Tutto l’anno liturgico potrebbe essere inteso come un viaggio: un viaggio alla scoperta sempre nuova del nostro rapporto con Dio e verso la maturazione della nostra fede. Lo è in modo particolare nel tempo dell’Avvento, quando i nostri sguardi sono rivolti a ciò che sta per avvenire: alla nascita di Gesù. In questo senso il viaggio di Abramo ci accompagna nella nostra avventura personale. L’ordine ricevuto dal patriarca inverte la logica degli affetti. La Genesi vuole dirci che non si tratta di una migrazione legata agli spazi; la dimensione del viaggio va infatti piuttosto assunta come condizione umana. Si è chiamati a rompere legami sempre più ravvicinati: patria, città, famiglia. Il racconto del cammino tortuoso di Abramo non è solo descrizione dei suoi vari spostamenti, ma è metafora della vita: un andare verso l’incognito, seguendo una vocazione. 

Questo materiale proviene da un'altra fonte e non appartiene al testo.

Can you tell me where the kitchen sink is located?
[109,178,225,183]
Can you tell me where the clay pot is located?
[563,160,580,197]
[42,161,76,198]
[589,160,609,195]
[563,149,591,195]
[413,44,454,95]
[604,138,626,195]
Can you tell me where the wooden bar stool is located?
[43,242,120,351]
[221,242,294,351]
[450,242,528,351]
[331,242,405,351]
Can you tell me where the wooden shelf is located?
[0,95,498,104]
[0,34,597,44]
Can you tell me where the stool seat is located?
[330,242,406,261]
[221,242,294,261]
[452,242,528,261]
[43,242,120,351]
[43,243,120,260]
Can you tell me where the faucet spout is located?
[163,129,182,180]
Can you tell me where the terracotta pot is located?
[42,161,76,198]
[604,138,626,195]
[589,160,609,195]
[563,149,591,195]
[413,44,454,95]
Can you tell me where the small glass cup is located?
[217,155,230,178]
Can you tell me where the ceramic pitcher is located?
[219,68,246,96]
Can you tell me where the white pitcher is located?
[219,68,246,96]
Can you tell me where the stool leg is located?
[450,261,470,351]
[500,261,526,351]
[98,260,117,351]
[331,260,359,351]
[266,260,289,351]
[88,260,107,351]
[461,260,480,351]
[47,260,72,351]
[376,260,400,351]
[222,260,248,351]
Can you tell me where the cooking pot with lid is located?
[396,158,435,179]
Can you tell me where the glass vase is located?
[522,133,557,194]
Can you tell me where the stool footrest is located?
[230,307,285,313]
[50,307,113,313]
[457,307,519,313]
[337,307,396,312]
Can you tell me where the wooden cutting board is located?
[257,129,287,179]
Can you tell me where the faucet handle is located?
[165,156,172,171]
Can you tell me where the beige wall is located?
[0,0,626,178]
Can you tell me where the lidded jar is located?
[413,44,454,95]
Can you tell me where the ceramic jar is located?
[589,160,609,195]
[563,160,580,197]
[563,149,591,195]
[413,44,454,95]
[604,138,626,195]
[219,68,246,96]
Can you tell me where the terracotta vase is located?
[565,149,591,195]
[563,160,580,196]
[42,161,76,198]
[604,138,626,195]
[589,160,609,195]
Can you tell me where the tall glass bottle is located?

Per Calvino è questa «la regola che ci è comandata per formare tutta la nostra vita: che noi non intraprendiamo nulla di cui Dio non sia l’autore… La nostra vita sarà ben regolata e ordinata, quando dipenderemo dalla bocca di Dio e non intraprenderemo nulla se non per la sua Parola». 

In questa luce si può evocare l’interpretazione che, giocando su una possibilità linguistica consentita dall’ebraico, intende l’espressione «Lekh lekhà» come se si dicesse «vai a te stesso».  Il nostro vero essere è avanti a noi, lo si può raggiungere solo se si cammina. Per ritrovare se stessi non ci si deve rivolgere a radici identitarie costituite dalla casa, dalla parentela, dalla patria; al contrario, occorre uscire e prestare ascolto a una voce che chiama dall’esterno.